Thanks to Chris Desjardins and Ashlee Earl for suggesting the automatic BAM type determination and to Torsten Seemann for suggesting the output directory argument.
Pilon version 1.16
This release fixes a bug introduced in v1.15 which caused Pilon to crash when using input BAM files containing unpaired reads (--unpaired
). It is otherwise identical to v1.15.
--bruce, 7 Dec 2015
PIlon version 1.15
This release is aimed at improving performance and convenience for those applying Pilon to large genomes. There are no changes in functionality from v1.14, though on most of my test cases, v1.15 is 10-15% faster overall because of some efficiency improvements to finding reads for the local reassembly process.
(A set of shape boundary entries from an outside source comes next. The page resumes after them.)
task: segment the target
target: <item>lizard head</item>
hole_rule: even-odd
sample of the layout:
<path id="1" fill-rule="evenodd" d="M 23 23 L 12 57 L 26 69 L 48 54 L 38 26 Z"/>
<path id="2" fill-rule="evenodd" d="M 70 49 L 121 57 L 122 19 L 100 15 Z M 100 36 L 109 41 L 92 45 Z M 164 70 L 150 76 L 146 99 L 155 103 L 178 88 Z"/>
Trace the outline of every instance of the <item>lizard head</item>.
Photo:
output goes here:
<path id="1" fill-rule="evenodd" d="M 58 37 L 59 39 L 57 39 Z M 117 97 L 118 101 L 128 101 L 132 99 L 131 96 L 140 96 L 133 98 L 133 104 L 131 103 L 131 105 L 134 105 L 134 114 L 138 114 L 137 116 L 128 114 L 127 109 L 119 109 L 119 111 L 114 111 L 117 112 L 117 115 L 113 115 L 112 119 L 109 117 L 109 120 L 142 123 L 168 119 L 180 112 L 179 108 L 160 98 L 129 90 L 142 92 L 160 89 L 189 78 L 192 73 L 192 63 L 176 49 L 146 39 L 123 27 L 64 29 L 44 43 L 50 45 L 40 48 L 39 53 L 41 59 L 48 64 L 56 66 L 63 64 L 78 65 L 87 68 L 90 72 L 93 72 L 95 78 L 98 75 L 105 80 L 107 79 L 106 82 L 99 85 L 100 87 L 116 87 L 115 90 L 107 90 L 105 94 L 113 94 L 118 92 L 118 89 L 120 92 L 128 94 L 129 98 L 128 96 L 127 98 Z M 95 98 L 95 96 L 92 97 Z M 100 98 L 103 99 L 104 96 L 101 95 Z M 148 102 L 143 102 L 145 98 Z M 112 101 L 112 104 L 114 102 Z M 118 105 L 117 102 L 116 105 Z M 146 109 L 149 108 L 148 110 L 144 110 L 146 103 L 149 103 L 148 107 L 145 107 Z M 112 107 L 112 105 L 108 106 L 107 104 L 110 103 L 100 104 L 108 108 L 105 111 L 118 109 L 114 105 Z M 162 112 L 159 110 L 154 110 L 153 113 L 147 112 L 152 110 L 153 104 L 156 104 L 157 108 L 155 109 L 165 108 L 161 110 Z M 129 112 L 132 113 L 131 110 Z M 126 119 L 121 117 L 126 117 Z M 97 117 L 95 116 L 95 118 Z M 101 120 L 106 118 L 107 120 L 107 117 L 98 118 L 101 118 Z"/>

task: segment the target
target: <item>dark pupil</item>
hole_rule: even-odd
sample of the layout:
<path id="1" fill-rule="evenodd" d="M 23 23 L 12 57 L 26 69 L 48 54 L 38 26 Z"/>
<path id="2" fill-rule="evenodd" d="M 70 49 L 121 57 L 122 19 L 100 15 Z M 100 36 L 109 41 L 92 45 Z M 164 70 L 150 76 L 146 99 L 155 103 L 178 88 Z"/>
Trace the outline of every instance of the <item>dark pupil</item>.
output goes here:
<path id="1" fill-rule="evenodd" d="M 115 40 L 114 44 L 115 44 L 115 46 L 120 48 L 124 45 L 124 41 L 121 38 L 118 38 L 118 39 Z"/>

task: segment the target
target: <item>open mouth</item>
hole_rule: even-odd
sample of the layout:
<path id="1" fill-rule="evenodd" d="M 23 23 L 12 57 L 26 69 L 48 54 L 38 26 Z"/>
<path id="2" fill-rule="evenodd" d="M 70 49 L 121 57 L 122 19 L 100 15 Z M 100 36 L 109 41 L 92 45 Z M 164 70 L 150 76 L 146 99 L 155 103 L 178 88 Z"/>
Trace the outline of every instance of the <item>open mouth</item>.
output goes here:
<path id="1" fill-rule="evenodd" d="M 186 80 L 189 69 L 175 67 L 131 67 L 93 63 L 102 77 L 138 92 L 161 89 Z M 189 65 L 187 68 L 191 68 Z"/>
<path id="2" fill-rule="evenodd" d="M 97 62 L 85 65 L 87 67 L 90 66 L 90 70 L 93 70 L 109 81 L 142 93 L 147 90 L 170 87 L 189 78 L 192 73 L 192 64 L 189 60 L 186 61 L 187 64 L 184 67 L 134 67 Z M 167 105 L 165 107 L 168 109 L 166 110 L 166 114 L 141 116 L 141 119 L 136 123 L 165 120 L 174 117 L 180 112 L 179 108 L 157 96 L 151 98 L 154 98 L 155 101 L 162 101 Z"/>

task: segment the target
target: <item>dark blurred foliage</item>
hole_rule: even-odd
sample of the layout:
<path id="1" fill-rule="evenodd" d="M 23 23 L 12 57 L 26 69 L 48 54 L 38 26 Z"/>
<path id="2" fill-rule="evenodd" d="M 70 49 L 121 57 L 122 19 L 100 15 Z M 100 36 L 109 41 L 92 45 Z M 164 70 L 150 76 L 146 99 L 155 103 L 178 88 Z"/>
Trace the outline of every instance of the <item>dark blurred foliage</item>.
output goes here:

More significantly, v1.15 contains an optimization for those who use the --targets
argument to specify a subset of input scaffolds to process during a run in order to reduce memory requirements for handling large genomes. It is my hope that this will make it more viable to use the --targets
argument to specify a file with a list of scaffolds to process from a large genome rather than having to split all the input files.
The first thing Pilon normally does is scan the BAMs to compute stats and create an in-memory data structure to hold any "stray" pairs, that is, pairs which are not mapped as "proper" pairs in the BAM. This is necessary to get easy access to mates which may be mapped far away in the input genome (and hence far away in the BAM file), as these faraway mates are prime candidates to be included in the local reassembly process. However, mapping stray pairs can be very memory intensive for large genomes, so starting with this version, Pilon will ignore any stray pairs for which neither read maps to any of the specified --target
scaffolds. This should increase speed and reduce memory for running a scaffold subset.